Brewster declined to comment on Woodland’s assertions and institute spokeswoman Kim Godreau also refused to disclose who served on Trudeau’s finance committee in 2009.  What is clear, however, is that when Woodland disclosed the full extent of his talks with Florida officials in 2010, some members of the lab’s executive committee were angered.  “We had a bit of a raucous executive committee meeting,” Woodland acknowledged. “They felt that we had gone too far along the road before we informed them.  I would argue vigorously with that, but certainly there were some people who felt that.”

In the weeks since the Enterprise and North Country Public Radio first reported that efforts to move Trudeau from its current campus began much earlier than previously known, some critics have described Woodland and Gach’s efforts as inappropriate and deceptive.  In a letter to the editor sent to the Enterprise, former institute board member Lee Keet, who maintains close ties at the laboratory and whose brother serves as a trustee, complained that the project was carried out “without board knowledge or authorization, and [Woodland] hid his efforts from them for two years.”

Woodland, who announced his departure from Trudeau in July 2011, has acknowledged that he worked deliberately to keep some board members in the dark about a possible move, fearing that they would “kill” the project.  But he insisted that much of the secrecy resulted from decisions made by board officials.  “I do remember being concerned that there had not been full disclosure of the executive committee’s activities to the full board,” Woodland wrote.

Indeed, after Trudeau’s executive committee was informed of the Florida prospect early in 2010, the group authorized Woodland and Gach to continue negotiations.  They also chose to keep the effort secret from other board members.  In the months that followed, Fenn, Brewster and other members of the executive team approved additional actions, including a formal application that was sent to the state of Florida in March of 2010, asking for $88 million in incentives to pay for a possible move. 

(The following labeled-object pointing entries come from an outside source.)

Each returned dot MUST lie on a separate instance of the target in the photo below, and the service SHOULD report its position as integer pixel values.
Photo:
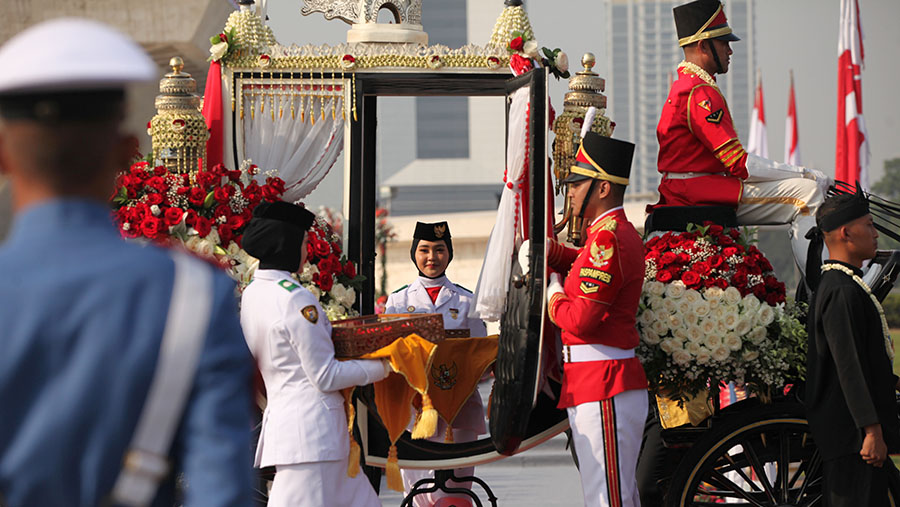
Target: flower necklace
(696, 69)
(888, 343)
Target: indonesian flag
(759, 142)
(791, 140)
(852, 161)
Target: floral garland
(696, 69)
(711, 308)
(888, 342)
(206, 211)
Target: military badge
(310, 313)
(601, 254)
(443, 376)
(715, 117)
(288, 285)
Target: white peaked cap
(71, 54)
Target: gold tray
(361, 335)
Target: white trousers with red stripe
(607, 437)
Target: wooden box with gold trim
(361, 335)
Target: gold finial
(588, 60)
(177, 64)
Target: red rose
(196, 196)
(667, 258)
(520, 65)
(690, 278)
(326, 283)
(203, 226)
(173, 216)
(151, 227)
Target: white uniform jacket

The full board of directors wasn’t informed about these steps until months later, at an annual meeting held in August 2010.   The board then voted in January of 2011 to suspend all efforts to relocate the laboratory.  That decision sparked criticism from some faculty and staff at Trudeau, who felt that moving at least part of the facility might secure more stable long-term funding for immunology research. 

But others have argued that the laboratory’s leadership should have intervened to halt the relocation effort much sooner.  “Trudeau institute needs not only new management but a new board,” wrote former institute chairman Robert Lievense, in a public letter sent to the Enterprise.  “This public display of incompetence is unacceptable.  The Trudeau Institute has been in crisis mode for way too long.”

Leaked internal memos suggest that many faculty and staff have also become concerned about secrecy and the quality of board leadership at the laboratory.  In a letter published in the Enterprise, chairman Brewster argued that “aggressive steps” are being taken to improve operations. “We have decided to replace Dr. Woodland’s position as director of the institute with a chief executive officer who can place more emphasis on strategic leadership, business development and fundraising,” Brewster wrote, adding that a new CEO should be in place in the next several months.

Adirondack Daily Enterprise reporter Chris Knight and managing editor Peter Crowley contributed to this report.